Sunxi-Cedrus

Sunxi-Cedrus is an effort to bring hardware-accelerated video decoding and encoding support for Allwinner SoCs to the mainline Linux kernel. Additional userspace components that interface with the kernel driver are also provided, for typical GNU/Linux-based systems.

Components

Support for Sunxi-Cedrus is implemented through various components, either in kernel space or userspace:

the Cedrus V4L2 M2M kernel driver
the v4l2-request VAAPI backend

Additional userspace components are also available, for development purposes:

the v4l2-request-test standalone tool, that allows testing the -Cedrus VPU driver
the sun4i-specific libdrm, with support for allocating buffers in the MB32-tiled NV12 format used by the VPU
the dump libVA backend, that allows dumping metadata and slices from videos

Video players that support libVA should be compatible with the v4l2-request libVA backend. However, details in implementations might result in incompatibility with certain players. See Player Support for the status of tested players.

Status

Codec Support

Support status for specific codecs in the v4l2-request libVA backend is presented in the following table:

Codec	Decoding	Encoding
MJPEG	Missing	Missing
MPEG2	Supported	N/A
MPEG4	Missing	N/A
VP6	Missing	N/A
H264	Supported (early high profile)	Missing
VP8	Supported (since Linux 5.11)	N/A
H265	Supported (early)	N/A
VP9	Missing	N/A

SoC Support

Support for specific SoCs in the V4L2 M2M kernel driver is presented in the following table:

Platform	Cedrus Driver Status	DRM Planes Status
A10	Supported (5.1)	Supported (5.1)
A13/A10s	Supported (4.20)	Missing (broken)
A20	Supported (4.20)	Supported (5.1)
A23	Untested	Untested
A33	Supported (4.20)	Supported
A64	Supported (5.0)	Supported
H3	Supported (4.20)	Supported
H5	Supported (5.0)	Supported
H6	Supported (5.1)	Supported (5.0)
H616	Untested	Untested
R40	Supported (5.10)	Untested
V3/V3s	Untested	Untested

Player Support

The following players were tested with the v4l2-request libVA backend:

Player	X11 Status	EGL/GLES Status	DRM Hardware Plane Status	X11/Xv Hardware Plane Status
VLC	Supported	Missing (broken)	N/A	Missing
GStreamer	Missing (broken)	Untested	Untested	Untested
MPV	Missing (broken)	Missing	Missing	Missing
Kodi (downstream)	Untested	Missing (broken)	Supported	N/A

Installation

Linux

The first step to installing Cedrus support is to build a Linux kernel with the latest patch series for the driver. A tree with all the required patches is available at:

Repository: https://github.com/bootlin/linux-cedrus
Tag: release-2019.03

The following kernel configuration options must be selected:

CONFIG_MEDIA_SUPPORT
CONFIG_MEDIA_CONTROLLER
CONFIG_MEDIA_CONTROLLER_REQUEST_API
CONFIG_V4L_MEM2MEM_DRIVERS
CONFIG_VIDEO_SUNXI_CEDRUS

In addition, the target device must contain the proper description for display engine support in its device-tree source.

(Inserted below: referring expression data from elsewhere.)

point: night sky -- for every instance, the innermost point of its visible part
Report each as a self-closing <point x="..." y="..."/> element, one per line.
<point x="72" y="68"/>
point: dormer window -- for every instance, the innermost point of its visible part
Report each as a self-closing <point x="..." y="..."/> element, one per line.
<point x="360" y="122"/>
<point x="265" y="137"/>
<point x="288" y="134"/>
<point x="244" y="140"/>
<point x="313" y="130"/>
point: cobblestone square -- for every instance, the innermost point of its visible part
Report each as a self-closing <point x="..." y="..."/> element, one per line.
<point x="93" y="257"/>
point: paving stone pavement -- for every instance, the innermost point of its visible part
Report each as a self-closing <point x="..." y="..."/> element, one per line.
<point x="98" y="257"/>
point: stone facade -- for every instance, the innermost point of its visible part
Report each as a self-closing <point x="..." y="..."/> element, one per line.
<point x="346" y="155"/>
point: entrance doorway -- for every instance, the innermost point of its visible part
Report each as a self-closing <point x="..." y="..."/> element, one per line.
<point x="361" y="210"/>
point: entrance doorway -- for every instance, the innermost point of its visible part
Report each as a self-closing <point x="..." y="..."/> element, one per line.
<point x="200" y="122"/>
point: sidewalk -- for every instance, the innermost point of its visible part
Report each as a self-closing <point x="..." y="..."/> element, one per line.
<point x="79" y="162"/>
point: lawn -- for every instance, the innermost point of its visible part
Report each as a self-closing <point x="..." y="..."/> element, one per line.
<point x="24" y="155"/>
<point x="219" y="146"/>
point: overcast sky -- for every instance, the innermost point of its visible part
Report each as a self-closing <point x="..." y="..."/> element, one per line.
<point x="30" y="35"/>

Details about building a mainline Linux kernel are available on the Mainline Kernel Howto page.

Note that the associated kernel headers must be installed to the target device for the userspace components to build.

Decoding H.264/H.265 videos can require a large amount of CMA memory, so it is recommended to set a large CMA pool, e.g. using the cma kernel command line parameter. For instance, 256 MiB should be enough to decode 1080p H.264 videos: cma=256M.

The first mainline kernel release containing Cedrus support is 4.20 (scheduled for release December 2018 or Jan 2019). Newer Cedrus code is available in the bootlin git repository linked above.

libva-v4l2-request

The main userspace component that supports the Cedrus VPU driver is the libva-v4l2-request VAAPI backend. It is available at:

Repository: https://github.com/bootlin/libva-v4l2-request
Tag: release-2019.03

The backend can be built and installed on the target device by following these steps:

git clone https://github.com/bootlin/libva-v4l2-request -b release-2019.03
cd libva-v4l2-request
./autogen.sh && make && sudo make install

Note: release-2019.03 of libva-v4l2-request may not build with newer kernel i.e. Linux 6.x. But LibreELEC supports sunxi VPU hardware decoding (i.e. LibreELEC 12.0), with v4l2-request patches in ffmpeg and kernel.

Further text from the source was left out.